Chinese stocks fell into bear market territory but Wall Street futures moved higher on Tuesday, as traders were encouraged by a long-awaited agreement on the US debt ceiling.
The Hang Seng China Enterprises index was down during Asian trading on Tuesday, pushing it 20 per cent lower from its peak in January. That temporarily placed it in bear market territory, although it later rallied to close up 0.5 per cent.
China’s benchmark CSI 300 index of Shanghai- and Shenzhen-listed stocks was also down more than 10 per cent from its peak this year, matching the technical definition of a market correction, although it also later rallied to close marginally up.
Pressure on Chinese stocks follows mounting worries over the outlook for the world’s second-largest economy as tensions rise between Washington and Beijing.
In Europe, the region-wide Stoxx 600 rose 0.2 per cent and Germany’s Dax gained 0.5 per cent, as markets reopened after a long weekend.
US stock futures were higher, with contracts tracking Wall Street’s benchmark S&P 500 up 0.6 per cent and those tracking the tech-heavy Nasdaq 100 up 1.2 per cent ahead of the New York open.
The firm tone was helped by the hammering out on Saturday of a last-minute deal between US lawmakers and the White House, which would raise the country’s $31.4tn debt ceiling for two years, until after the next presidential election in late 2024.
Although the bipartisan bill still needs to pass both chambers of Congress in the coming week, with traders poised for the first vote in the House on Wednesday, it also helped ease pressure on US Treasuries.
The yield on policy-sensitive two-year bills fell 0.07 percentage points to 4.52 per cent. The yield on the benchmark 10-year note was down 0.1 percentage points to 3.72 per cent.
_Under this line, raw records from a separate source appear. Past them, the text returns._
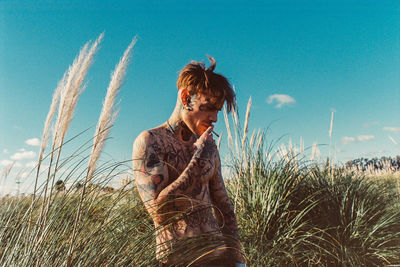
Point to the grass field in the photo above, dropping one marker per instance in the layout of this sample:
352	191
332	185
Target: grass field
290	212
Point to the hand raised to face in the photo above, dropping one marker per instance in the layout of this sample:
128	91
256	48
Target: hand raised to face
205	145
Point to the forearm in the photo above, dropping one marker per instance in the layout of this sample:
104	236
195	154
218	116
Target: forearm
188	179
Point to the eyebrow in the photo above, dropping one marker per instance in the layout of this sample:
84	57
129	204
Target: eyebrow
210	105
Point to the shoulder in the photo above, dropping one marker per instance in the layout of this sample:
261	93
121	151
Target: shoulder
149	138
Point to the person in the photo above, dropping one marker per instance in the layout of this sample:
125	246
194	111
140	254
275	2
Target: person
177	170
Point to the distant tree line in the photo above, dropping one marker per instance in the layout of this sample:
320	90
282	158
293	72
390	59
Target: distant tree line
376	164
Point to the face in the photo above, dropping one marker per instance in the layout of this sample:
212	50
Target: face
204	113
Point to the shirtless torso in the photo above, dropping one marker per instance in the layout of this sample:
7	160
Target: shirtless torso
177	167
171	179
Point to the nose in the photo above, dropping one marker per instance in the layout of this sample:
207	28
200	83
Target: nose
213	117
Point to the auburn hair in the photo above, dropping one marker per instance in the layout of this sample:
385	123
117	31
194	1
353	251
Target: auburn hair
196	78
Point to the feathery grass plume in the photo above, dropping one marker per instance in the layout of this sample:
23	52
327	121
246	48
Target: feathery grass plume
106	119
252	137
392	139
314	152
68	99
108	113
73	90
219	141
228	128
45	134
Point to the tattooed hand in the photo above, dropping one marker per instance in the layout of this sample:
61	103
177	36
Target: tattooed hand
205	146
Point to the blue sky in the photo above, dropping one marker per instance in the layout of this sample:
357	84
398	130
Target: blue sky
310	57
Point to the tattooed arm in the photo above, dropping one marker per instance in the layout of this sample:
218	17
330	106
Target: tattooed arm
151	173
224	211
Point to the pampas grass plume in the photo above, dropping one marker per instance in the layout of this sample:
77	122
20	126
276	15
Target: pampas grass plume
108	113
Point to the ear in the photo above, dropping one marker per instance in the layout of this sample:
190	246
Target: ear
184	96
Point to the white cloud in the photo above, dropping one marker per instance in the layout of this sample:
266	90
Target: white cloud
362	138
33	142
347	140
6	162
30	164
23	155
370	124
392	129
280	100
393	141
24	174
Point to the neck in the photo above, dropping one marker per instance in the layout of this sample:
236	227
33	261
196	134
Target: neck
177	125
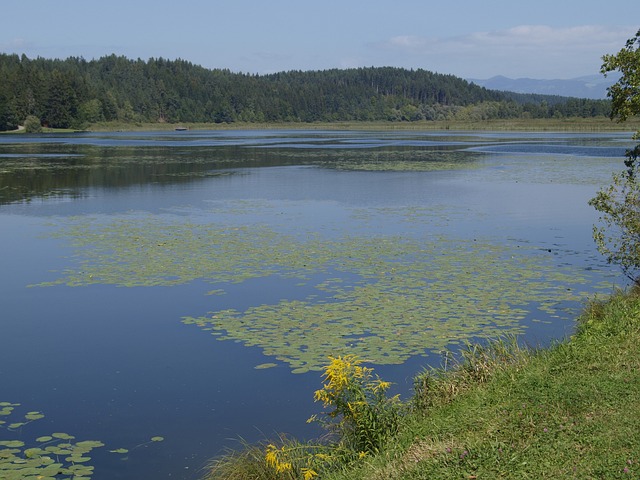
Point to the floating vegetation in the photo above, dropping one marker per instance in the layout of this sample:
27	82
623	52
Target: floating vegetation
384	298
57	455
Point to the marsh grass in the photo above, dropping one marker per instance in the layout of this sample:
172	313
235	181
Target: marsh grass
501	410
569	411
543	124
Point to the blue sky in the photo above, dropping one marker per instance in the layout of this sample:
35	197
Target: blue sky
468	38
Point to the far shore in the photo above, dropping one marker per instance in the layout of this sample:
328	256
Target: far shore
601	124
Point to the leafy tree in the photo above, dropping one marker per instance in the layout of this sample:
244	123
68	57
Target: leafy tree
32	124
619	203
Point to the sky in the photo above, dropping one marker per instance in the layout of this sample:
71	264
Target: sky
473	39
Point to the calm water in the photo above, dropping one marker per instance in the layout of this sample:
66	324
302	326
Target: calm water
111	359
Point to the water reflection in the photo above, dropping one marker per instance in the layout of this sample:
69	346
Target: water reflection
117	365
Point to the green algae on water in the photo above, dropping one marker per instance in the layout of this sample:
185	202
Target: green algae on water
382	297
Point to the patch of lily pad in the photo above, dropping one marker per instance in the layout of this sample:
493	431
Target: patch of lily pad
382	297
55	456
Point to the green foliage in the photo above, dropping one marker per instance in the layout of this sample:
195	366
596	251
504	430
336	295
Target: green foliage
361	414
618	237
569	411
75	92
625	93
32	124
619	203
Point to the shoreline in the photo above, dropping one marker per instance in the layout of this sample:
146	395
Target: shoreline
517	125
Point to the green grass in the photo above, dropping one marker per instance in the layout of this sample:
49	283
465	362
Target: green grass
577	124
569	411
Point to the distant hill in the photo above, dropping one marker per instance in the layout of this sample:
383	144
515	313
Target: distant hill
75	93
591	86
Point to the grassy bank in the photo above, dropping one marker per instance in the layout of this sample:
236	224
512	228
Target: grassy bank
570	411
570	124
600	124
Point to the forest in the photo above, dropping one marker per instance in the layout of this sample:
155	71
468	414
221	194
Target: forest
74	93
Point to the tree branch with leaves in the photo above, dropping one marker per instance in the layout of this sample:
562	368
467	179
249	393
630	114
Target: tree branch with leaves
618	235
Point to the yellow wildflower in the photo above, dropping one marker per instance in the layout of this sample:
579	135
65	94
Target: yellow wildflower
308	474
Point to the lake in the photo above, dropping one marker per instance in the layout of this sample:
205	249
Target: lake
166	293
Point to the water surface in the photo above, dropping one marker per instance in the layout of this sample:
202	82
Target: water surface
147	275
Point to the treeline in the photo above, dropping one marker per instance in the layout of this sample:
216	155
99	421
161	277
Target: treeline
74	93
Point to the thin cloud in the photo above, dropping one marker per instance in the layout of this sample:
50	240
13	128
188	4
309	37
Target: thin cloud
532	50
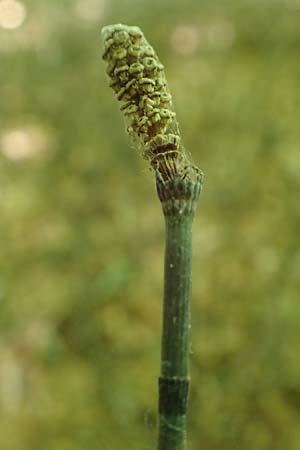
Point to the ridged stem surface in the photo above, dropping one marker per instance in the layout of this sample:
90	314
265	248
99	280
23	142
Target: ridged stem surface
178	198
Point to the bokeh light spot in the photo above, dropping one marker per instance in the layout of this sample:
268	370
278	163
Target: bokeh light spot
12	14
23	143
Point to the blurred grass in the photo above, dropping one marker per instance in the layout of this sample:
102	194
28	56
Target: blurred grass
82	234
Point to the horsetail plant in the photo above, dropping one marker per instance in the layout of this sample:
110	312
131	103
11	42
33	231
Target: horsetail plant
138	79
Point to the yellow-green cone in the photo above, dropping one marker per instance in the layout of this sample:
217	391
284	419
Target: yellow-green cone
138	79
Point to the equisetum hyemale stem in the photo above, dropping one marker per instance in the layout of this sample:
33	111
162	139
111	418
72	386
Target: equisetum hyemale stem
138	79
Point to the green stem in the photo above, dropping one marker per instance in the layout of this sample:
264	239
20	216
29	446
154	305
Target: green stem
178	198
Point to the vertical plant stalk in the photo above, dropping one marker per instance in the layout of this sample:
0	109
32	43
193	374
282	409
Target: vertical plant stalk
178	200
138	79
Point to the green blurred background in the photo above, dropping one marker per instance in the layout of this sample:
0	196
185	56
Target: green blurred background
82	233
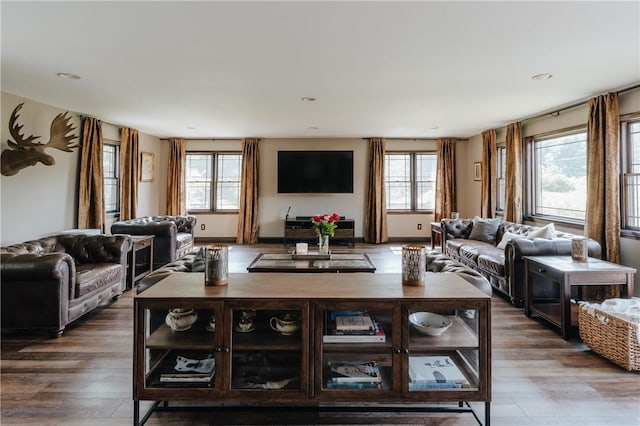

Bond yields fall as prices rise.
In foreign exchange markets the Turkish lira weakened to 20.34, hitting a new record low after President Recep Tayyip Erdoğan secured victory in the country’s election over the weekend.
For Chinese equities, the relentless sell-off reflects a growing consensus among investors that the country’s economic recovery is losing steam, roughly half a year after Beijing abandoned President Xi Jinping’s disruptive zero-Covid 19 policy.
Winnie Wu, China equity strategist at Bank of America, said clients had described many Chinese stocks as “too cheap to short but not good enough to go long”.
Wu said that while valuations for China shares had become attractive, the recovery remained weaker than anticipated and the economy was likely to continue underperforming without more substantial state support.
Worsening geopolitical tensions with the US have also stoked worries among foreign investors, accelerating the sell-off. Traders said losses on Tuesday were partly spurred by China’s decision to decline a request from the US for a meeting between defence officials at an upcoming security forum in Singapore.
“It’s the economy, yes, but it’s also more than that,” said Louis Tse, managing director at Hong Kong-based brokerage Wealthy Securities.
In addition, Tse said the interest rate differential between the US and China was driving outflows from China’s government bond market, adding to downward pressure on the renminbi.
“US and European fund managers don’t want to hold Chinese assets in their portfolios right now,” Tse said. “The economy, the risk premium from US-China tensions, slim market turnover and the renminbi — all of these are coming together to drive more selling.”